Şiir kuşaklarının ondalık sistemlerle değerlendirilmesi, birbirinden kesin çizgilerle ayrılması ne derece sağlıklıdır, bilmiyorum. Böyle değerlendirenler varsa bir bildikleri vardır. Kuşakları belirleyen şey, bana kalırsa, şairlerin sadece yaşadıkları ortak zaman dilimleri değil yazdıklarının diğer şairlerle örtüştüğü noktalardır; duyarlılıkları, tematik eğilimleri, biçemleri... Kuşaklar arası şair çatışmaları yerine şairler arası polemikler ya da tercihler mi, desek? Öyleyse, Nijerya şiirinde de tercihlerden söz edebiliriz. 1. kuşak şairlerinin sömürgeciliğe karşı tarihsel geçmişi yüceltme söylemleri, aralarında Marksistlerin de bulunduğu 2. kuşak şairlerinde görülmez. 2. kuşak şairleri zulme, eşitsizliğe ve baskıya karşı tiksinti, sitem ya da vazgeçme duygusuyla tepki gösterirken, 3. kuşak şairleri daha protest bir tavır takınır. Ancak, her üç kuşak da aynı yazgıyı paylaşmıştır: Askeri darbeler! 1966’dan 1998’e kadar kısa aralıklarla otuz yılı aşkın bir süre diktatörlerle yönetilen ülkede, ne yazık ki, şairler de kıyıma, sürgüne, baskıya maruz kalmış, birçoğu ülke dışına göç etmiştir. Bu nedenle, Nijerya şiirinin güçlü bir diasporası olduğu söylenebilir. Günümüzde, şiirlerini internet üzerinden yayımlayan, yarışmalar vasıtasıyla kendilerine yer açmaya çalışan; hem de, yetenekleri kitleler tarafından kabul gören dördüncü bir kuşaktan da söz edilebilir.

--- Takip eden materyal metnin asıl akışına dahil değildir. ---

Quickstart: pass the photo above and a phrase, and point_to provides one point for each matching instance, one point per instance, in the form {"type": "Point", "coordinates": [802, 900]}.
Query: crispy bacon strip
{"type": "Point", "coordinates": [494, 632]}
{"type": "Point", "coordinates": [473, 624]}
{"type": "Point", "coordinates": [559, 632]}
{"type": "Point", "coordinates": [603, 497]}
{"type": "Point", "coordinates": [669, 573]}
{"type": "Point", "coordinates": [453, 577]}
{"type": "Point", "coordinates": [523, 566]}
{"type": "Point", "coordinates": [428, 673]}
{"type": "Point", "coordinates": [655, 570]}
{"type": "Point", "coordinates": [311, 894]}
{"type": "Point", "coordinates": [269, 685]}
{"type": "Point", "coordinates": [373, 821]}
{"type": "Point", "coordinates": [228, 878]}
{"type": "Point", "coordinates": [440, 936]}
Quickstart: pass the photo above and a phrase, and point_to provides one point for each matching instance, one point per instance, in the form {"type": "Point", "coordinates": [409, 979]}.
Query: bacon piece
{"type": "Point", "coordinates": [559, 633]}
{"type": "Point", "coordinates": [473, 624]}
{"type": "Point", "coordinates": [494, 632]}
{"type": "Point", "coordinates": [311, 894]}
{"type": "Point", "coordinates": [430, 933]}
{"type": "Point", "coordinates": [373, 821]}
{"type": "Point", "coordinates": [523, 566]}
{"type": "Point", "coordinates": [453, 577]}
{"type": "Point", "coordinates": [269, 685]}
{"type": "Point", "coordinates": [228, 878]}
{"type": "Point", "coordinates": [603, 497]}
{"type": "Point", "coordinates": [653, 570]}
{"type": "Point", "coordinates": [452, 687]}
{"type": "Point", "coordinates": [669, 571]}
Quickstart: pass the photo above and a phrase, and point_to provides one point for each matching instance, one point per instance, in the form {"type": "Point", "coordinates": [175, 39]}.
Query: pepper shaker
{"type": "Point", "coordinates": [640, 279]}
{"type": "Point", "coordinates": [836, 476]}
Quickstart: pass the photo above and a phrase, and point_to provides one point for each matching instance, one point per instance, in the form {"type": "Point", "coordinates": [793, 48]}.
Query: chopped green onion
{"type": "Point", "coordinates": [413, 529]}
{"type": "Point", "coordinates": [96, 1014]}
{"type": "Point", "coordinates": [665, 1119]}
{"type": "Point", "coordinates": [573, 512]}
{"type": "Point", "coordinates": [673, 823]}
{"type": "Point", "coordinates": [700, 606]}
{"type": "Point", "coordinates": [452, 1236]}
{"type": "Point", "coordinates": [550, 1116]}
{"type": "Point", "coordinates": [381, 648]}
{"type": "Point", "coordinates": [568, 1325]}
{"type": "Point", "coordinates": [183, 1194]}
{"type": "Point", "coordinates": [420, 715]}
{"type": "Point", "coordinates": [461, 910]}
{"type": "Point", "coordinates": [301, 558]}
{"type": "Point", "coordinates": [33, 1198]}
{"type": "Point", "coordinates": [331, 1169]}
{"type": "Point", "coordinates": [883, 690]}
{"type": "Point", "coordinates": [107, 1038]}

Postal, şiirle hep kavgalıydı, sanırım da öyle kalacak. Askeri diktanın, iktidar erklerinin, savaş sevicilerin Nijerya’da, ülkemizde, hemen her yerde şiirden bu kadar korkmasını nelere bağlayabiliriz? Böyle bir gücü elinde bulunduran şairlerin kötülüğe karşı direnmesi zamanla istendik sonuçlar doğuracak mı?

Şiir, kavgayı sevmez; ama kötülüğe karşı kendini savunur. İnsan, doğuştan masumdur. Kimseyi vaftiz etmeye gerek yok. Kötülük, sonradan kazanılmış; hatta eğitimle kazanılmış bir olgudur. Savaş sanatı! İktidarların korktuğu şey, şiirin bizzat kendisi değil, onun yol açtığı yüzleşmedir. Çünkü her türlü iktidar kötülük üzerinde biçimlenir. Kötüler, kötülükleri devam etsin diye kendileriyle yüzleşmek istemezler. Şairler ise, iyi insanlardır. İyi oldukları içindir ki Chinua Achebe, Wole Soyinka, Gabriel Okara, Nijerya İç Savaşı’nın durdurulması için çaba harcamışlardır; iyi oldukları içindir ki Niyi Osundare, Harry garuba, General Abacha’yı eleştirmiştir; iyi oldukları içindir ki Akeem Lasisi, ‘selamlar olsun yükselen gecenin bilgisine / büyüsüne batan güneşin / ekin başlarını hamarat bir çapayla bizlere sunan / toprak ana’ya, ogeere’ye’ dizelerini yazmıştır... Şiir, insanı sonuca götürmez ki! Özünde bir sonuçtur zaten! Sonuç denilen şey, barış, huzur, mutluluk, aşk, esenlik; yani yeryüzünü cennete çevirme düşü ise sadece şairler değil herkes böyle bir düşün peşinde koşmalı.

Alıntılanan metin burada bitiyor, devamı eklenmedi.